Namun di sisi lain, pada periode yang sama, adapula arus modal keluar (capital outflow) di pasar saham. Meski demikian pasar keuangan Indonesia tetap mencatatkan nett capital inflow sekitar Rp 13 triliun. Adapun dari faktor eksternal, kebijakan Bank Sentral Eropa (ECB) yang akan menggelontorkan stimulus moneter sebesar € 60 miliar setiap bulan mulai Maret 2015-September 2015 juga menambah otot rupiah.
"Stimulus yang digelontorkan ECB nyatanya lebih besar dari ekspektasi pasar. Mulanya, pelaku pasar mengira ECB akan mengucurkan QE (stimulus moneter) sebesar € 50 miliar per bulan," jelas Rully.
Ariston Tjendra, Head of Research and Analysis Division PT Monex Investindo Futures menuturkan, pengutan rupiah dalam sepekan terakhir ditopang oleh kebijakan penurunan harga bahan bakar minyak (BBM) seiring landainya harga minyak dunia. Menurutnya, penurunan harga BBM akan berdampak pada rendahnya inflasi dan juga meningkatkan daya beli masyarakat. Kondisi ini positif bagi rupiah.

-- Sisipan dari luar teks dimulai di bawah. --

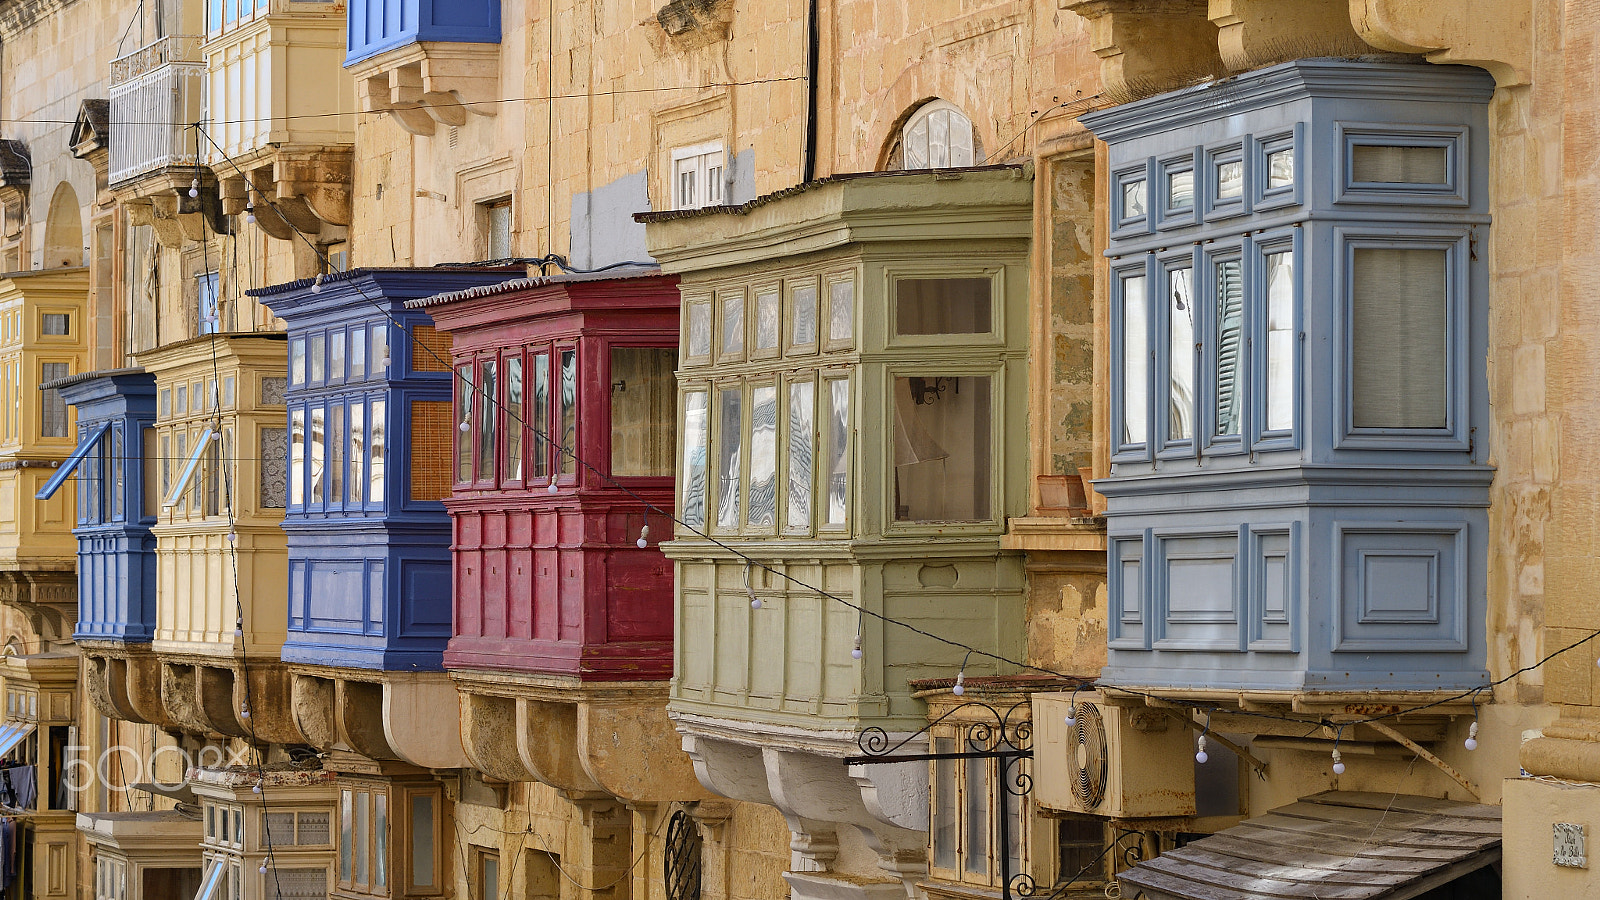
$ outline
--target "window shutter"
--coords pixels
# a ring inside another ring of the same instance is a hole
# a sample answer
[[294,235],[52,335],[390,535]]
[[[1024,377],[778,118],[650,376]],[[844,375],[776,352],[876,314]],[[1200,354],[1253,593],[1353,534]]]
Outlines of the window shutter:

Rupiah juga diuntungkan lantaran stimulus moneter ECB akan mendorong banjirnya likuiditas di pasar keuangan global. Hal ini memicu peralihan aset menuju aset yang lebih berisiko seperti rupiah. "Indonesia diuntungkan karena dinilai memberikan yield yang lebih tinggi," tutur Ariston.

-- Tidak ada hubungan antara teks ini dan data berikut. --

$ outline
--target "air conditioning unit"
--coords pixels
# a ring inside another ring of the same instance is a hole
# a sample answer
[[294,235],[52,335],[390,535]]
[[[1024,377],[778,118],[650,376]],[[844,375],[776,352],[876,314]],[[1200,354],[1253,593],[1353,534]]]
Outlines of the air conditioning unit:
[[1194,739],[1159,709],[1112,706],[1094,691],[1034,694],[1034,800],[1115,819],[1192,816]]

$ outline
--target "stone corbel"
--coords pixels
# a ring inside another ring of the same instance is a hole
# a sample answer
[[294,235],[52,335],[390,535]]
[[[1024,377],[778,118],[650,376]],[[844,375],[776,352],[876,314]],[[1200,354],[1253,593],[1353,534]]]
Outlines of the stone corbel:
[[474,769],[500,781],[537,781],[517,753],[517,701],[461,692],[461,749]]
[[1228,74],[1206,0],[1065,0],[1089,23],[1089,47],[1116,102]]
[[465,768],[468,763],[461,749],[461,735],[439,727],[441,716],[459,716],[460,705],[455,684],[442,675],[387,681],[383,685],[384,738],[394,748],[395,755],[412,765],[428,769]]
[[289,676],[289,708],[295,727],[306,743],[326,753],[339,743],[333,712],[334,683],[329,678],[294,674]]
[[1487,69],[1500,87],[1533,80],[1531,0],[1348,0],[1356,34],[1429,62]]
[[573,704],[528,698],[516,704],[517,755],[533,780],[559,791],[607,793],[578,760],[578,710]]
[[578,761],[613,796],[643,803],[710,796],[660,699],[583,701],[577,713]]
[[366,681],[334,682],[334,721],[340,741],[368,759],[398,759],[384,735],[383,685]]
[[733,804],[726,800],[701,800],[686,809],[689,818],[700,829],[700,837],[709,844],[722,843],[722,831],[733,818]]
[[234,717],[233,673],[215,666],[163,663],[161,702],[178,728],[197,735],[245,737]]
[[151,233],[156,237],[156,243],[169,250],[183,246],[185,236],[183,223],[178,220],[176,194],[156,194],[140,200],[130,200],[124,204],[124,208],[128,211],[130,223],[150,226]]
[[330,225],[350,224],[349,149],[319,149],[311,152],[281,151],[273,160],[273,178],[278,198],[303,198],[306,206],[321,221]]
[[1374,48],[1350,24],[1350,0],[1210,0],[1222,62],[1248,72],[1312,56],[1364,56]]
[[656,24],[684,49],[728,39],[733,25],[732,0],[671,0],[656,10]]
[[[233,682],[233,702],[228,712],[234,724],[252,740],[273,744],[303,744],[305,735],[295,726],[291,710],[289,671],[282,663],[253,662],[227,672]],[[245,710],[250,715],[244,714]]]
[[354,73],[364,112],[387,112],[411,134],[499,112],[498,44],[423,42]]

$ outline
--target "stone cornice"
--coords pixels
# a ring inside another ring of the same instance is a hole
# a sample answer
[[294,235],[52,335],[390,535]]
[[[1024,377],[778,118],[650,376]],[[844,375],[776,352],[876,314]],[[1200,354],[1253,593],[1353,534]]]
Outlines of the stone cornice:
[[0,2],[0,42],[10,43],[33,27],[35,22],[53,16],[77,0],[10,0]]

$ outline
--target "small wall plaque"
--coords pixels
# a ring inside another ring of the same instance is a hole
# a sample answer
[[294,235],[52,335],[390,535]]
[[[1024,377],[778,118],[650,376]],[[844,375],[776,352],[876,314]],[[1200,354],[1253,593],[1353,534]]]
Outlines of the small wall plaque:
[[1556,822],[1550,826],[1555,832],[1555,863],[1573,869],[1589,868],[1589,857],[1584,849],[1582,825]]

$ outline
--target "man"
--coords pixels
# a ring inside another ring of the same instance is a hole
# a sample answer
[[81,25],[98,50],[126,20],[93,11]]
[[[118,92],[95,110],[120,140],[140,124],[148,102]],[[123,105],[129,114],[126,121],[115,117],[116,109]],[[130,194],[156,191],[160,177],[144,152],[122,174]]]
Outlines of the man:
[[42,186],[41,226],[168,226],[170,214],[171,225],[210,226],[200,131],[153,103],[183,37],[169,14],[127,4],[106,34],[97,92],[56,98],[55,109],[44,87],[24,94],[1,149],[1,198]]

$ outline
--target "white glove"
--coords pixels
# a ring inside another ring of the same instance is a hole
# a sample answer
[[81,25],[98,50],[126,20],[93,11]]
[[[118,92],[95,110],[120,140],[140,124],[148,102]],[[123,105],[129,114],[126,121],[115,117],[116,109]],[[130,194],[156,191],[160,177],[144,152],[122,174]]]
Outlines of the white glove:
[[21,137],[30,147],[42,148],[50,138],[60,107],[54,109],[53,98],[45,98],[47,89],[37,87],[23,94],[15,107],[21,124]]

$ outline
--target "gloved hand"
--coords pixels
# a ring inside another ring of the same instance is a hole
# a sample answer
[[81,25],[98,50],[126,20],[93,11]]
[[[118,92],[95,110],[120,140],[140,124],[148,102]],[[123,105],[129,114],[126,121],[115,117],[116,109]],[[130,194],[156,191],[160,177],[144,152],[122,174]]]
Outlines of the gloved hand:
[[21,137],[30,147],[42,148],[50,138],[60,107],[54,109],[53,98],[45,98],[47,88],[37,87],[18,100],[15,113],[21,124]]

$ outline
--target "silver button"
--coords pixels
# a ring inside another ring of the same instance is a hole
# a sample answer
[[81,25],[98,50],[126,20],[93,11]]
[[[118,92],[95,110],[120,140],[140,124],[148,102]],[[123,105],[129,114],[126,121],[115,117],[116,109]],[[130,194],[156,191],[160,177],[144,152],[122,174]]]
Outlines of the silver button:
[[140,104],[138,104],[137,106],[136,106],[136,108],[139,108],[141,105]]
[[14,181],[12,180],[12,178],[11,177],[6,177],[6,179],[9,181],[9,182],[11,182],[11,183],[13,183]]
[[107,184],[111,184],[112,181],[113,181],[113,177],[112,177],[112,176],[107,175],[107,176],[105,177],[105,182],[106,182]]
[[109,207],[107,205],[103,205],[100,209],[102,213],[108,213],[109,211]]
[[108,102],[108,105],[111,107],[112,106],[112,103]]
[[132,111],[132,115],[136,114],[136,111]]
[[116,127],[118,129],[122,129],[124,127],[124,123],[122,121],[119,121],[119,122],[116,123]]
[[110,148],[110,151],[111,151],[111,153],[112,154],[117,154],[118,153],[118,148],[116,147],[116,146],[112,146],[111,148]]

Sepekan ke depan, Ariston menilai penguatan rupiah masih terjaga. Namun bukan berarti mengabaikan risiko pemilihan umum Yunani yang akan digelar pada Minggu (25/1). Apabila pemilu Yunani dimenangkan partai oposisi Syriza, kemungkinan ada peralihan aset kembali ke mata uang aman seperti dollar AS. Namun sentimen ini hanya bersifat sementara. Sebab, euforia ECB masih akan mendominasi.
Ariston memprediksi USD/IDR sepekan mendatang akan berada di kisaran 12.280-12.570. Sementara Rully menduga USD/IDR sepekan akan terbentang di level Rp12.350- Rp12.450.